Pain medication and other forms of comfort care must still be given if
life support is not selected. Many documents say so, and most laws do too.
All too often, though, physicians and hospitals balk at giving morphine in
doses sufficient to relieve the severe pain that can beset a dying person.
They fear that they will be accused of hastening death or feeding an
addiction.
Living wills are often unavailable at the very time they are needed. They
are commonly placed in safe deposit boxes. They then become unavailable
during 128 hours out of 168 each week.
An oral statement by a patient can override a living will. This is as it
should be. But physicians and hospitals must be careful in deciding whether
the patient has truly changed his or her mind. This is the problem of
hearsay evidence and self-serving statements by a family member or even a
nurse. Unfortunately, the law has erected fewer safeguards for truth-telling
in the hospital than it has for the courtroom.
What to do? Use a health care power of attorney. It is a superior
document. The medical circumstances that give rise to decision-making at the
end of life are complex. Drafting a meaningful living will presents great
legal difficulty.
On the other hand, a health care power of attorney presents few problems.

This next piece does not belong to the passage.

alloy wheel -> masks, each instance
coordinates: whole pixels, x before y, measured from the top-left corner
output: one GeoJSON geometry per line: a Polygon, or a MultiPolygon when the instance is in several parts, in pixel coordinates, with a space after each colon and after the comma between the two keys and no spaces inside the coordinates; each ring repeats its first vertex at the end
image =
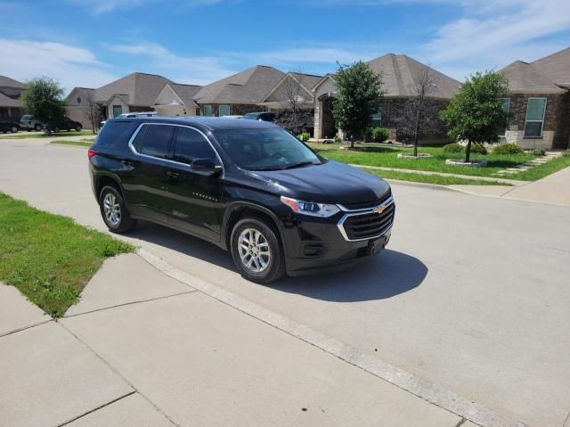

It says that one person authorizes another to make all the medical decisions
that the first could have made if not incapacitated.
That is a very simple and powerful statement. It deals with situations
like giving or withholding antibiotics when a patient has a routine
infection while in the advanced stages of a progressive disease.
The health care power of attorney is fundamentally different from a
living will. The difference lies in who has the final decision about whether
to start or continue life-prolonging medical treatments when the patient is
not able to make decisions.
In the usual living will, the patient directs the attending physician to
stop treatments at a certain point. By contrast, in the typical health care
power of attorney, the patient gives a specific person — generally a family
member, not the doctor — the decision-making role.
Caution: One must still tell the decision-maker what kind of care is
desired. Studies show that spouses and children are often wrong when asked
what they think their loved ones want at the end of life and their answers
are then compared with those of the loved ones.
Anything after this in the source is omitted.